Catalina Martínez, del CDR, recordó que la CEDAW recomendó a El Salvador en marzo del 2017:

  • Legalizar el aborto en ciertas circunstancias.
  • Revisar las condenas de mujeres encarceladas y liberar si no hubo juicio justo.
  • Asegurar el secreto profesional y la confidencialidad de las pacientes.

Y que el Comité de Derechos de la Niñez recomendó a El Salvador, en octubre del 2018:

  • Tomar medidas para eliminar los factores que llevan a los altos porcentajes de embarazo adolescente.
  • Despenalizar el aborto y asegurar su acceso como opción para las adolescentes”.

Andrea Pochack, del Ministerio Público Fiscal de Argentina, analizó que la agenda de derechos humanos no puede excluir a los derechos reproductivos. Empezó su ponencia contando la historia de una niña argentina que murió ayer. Sufría desnutrición y fue obligada a la maternidad “¿Por qué se murió? Porque no la dejaron tener un aborto, porque fue obligada a un embarazo que su cuerpo no podía asumir”, lamentó.

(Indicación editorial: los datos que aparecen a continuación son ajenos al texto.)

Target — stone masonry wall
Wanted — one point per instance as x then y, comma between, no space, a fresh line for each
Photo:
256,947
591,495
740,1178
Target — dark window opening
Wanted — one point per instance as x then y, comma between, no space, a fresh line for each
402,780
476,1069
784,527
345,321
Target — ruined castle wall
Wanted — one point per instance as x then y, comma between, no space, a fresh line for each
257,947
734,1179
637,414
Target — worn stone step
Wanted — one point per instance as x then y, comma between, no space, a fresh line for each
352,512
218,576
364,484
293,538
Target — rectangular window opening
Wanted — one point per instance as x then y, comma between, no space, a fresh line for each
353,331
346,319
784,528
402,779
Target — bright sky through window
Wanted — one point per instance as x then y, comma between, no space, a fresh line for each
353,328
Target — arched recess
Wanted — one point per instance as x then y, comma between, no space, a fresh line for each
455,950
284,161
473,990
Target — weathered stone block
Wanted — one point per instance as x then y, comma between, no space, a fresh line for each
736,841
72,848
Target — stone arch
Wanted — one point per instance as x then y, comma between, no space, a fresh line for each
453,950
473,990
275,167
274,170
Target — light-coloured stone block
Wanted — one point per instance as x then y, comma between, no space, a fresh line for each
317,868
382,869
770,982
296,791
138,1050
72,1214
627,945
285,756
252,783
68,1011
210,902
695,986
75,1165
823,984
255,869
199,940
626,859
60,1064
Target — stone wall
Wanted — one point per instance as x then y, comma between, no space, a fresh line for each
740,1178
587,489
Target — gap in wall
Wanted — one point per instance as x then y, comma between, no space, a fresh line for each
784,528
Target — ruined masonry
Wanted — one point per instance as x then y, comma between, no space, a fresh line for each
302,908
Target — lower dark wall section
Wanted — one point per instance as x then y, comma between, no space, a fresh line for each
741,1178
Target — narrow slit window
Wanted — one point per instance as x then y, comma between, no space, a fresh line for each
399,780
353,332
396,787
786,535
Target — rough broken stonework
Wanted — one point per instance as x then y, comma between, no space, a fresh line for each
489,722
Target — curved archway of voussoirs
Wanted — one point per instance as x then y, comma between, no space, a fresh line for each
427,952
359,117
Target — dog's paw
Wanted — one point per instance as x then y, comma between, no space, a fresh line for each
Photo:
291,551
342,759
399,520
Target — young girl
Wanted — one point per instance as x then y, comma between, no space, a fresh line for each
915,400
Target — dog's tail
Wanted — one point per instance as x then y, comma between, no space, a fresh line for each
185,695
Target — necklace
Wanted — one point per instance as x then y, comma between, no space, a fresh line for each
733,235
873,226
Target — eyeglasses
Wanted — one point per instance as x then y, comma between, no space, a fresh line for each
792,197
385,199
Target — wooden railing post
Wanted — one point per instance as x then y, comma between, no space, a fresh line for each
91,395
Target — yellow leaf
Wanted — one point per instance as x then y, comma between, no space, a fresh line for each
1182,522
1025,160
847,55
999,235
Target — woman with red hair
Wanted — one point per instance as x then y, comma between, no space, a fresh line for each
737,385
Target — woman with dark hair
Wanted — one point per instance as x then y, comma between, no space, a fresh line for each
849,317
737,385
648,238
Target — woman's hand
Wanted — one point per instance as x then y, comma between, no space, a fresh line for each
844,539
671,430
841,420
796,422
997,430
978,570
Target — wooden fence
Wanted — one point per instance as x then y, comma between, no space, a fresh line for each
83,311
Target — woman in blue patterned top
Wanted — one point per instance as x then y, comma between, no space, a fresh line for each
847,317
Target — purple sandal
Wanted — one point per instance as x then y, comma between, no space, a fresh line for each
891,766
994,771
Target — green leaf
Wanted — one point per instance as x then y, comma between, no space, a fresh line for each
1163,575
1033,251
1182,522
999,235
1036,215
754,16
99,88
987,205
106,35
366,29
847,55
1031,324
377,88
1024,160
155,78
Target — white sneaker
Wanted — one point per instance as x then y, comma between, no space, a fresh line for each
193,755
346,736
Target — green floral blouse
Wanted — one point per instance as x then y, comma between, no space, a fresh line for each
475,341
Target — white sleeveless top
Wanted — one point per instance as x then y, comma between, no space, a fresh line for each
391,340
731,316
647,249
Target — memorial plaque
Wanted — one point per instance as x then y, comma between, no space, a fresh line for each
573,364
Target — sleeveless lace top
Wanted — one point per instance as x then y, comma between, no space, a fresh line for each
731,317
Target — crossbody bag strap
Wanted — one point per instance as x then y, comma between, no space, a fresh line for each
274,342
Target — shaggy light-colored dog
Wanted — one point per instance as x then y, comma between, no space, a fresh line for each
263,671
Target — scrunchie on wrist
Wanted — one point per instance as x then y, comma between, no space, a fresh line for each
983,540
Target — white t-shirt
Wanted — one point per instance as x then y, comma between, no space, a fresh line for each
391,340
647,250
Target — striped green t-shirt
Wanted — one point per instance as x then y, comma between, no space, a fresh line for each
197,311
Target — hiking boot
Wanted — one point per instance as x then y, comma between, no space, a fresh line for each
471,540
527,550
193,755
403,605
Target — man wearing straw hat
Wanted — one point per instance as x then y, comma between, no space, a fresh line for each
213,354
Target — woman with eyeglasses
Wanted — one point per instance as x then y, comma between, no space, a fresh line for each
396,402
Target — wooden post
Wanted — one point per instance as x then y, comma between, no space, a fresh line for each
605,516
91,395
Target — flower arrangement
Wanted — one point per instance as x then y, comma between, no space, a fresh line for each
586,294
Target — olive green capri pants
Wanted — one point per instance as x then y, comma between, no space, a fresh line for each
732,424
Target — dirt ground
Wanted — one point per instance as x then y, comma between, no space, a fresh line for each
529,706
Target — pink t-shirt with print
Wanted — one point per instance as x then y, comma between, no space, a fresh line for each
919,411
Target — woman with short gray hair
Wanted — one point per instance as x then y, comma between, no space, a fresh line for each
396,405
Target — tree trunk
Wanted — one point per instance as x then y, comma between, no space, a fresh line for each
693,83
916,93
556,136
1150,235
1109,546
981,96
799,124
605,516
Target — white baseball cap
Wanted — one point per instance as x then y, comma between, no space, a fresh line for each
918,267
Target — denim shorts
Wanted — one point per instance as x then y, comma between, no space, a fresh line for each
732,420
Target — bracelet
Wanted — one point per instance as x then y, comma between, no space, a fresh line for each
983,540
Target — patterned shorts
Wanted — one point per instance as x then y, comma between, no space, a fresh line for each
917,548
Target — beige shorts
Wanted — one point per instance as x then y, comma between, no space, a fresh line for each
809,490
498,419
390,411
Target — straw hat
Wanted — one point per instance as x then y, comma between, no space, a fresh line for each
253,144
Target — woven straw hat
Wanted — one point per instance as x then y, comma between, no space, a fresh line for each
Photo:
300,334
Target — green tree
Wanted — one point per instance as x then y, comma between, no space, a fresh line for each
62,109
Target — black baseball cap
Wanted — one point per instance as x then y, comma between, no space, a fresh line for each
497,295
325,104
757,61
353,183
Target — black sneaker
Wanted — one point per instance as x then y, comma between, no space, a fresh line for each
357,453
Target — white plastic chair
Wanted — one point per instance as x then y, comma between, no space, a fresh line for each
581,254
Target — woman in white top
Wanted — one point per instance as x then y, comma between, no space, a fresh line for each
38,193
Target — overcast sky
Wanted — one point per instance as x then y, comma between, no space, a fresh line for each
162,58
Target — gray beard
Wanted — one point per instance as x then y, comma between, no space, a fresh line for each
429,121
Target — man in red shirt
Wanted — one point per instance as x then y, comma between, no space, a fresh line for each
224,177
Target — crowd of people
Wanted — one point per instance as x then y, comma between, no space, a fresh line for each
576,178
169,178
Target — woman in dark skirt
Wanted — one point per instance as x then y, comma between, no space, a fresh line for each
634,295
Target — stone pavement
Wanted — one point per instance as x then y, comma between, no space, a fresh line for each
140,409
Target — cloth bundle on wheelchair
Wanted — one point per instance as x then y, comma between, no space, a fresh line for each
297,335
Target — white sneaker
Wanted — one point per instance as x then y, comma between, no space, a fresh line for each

El foro finalizó con la presentación del Reporte Global “Voces ignoradas, experiencias de mujeres con el virus del Zika” y su informe de país, El Salvador. En este bloque, una investigadora del Centro de Derechos Reproductivos presentó experiencias de mujeres que tenían el virus y que no recibieron información estatal sobre los riesgos del embarazo si se había padecido o se padecía el Zika; así como del contagio de este virus por transmisión sexual y del síndrome congénito de microcefalía durante el embarazo.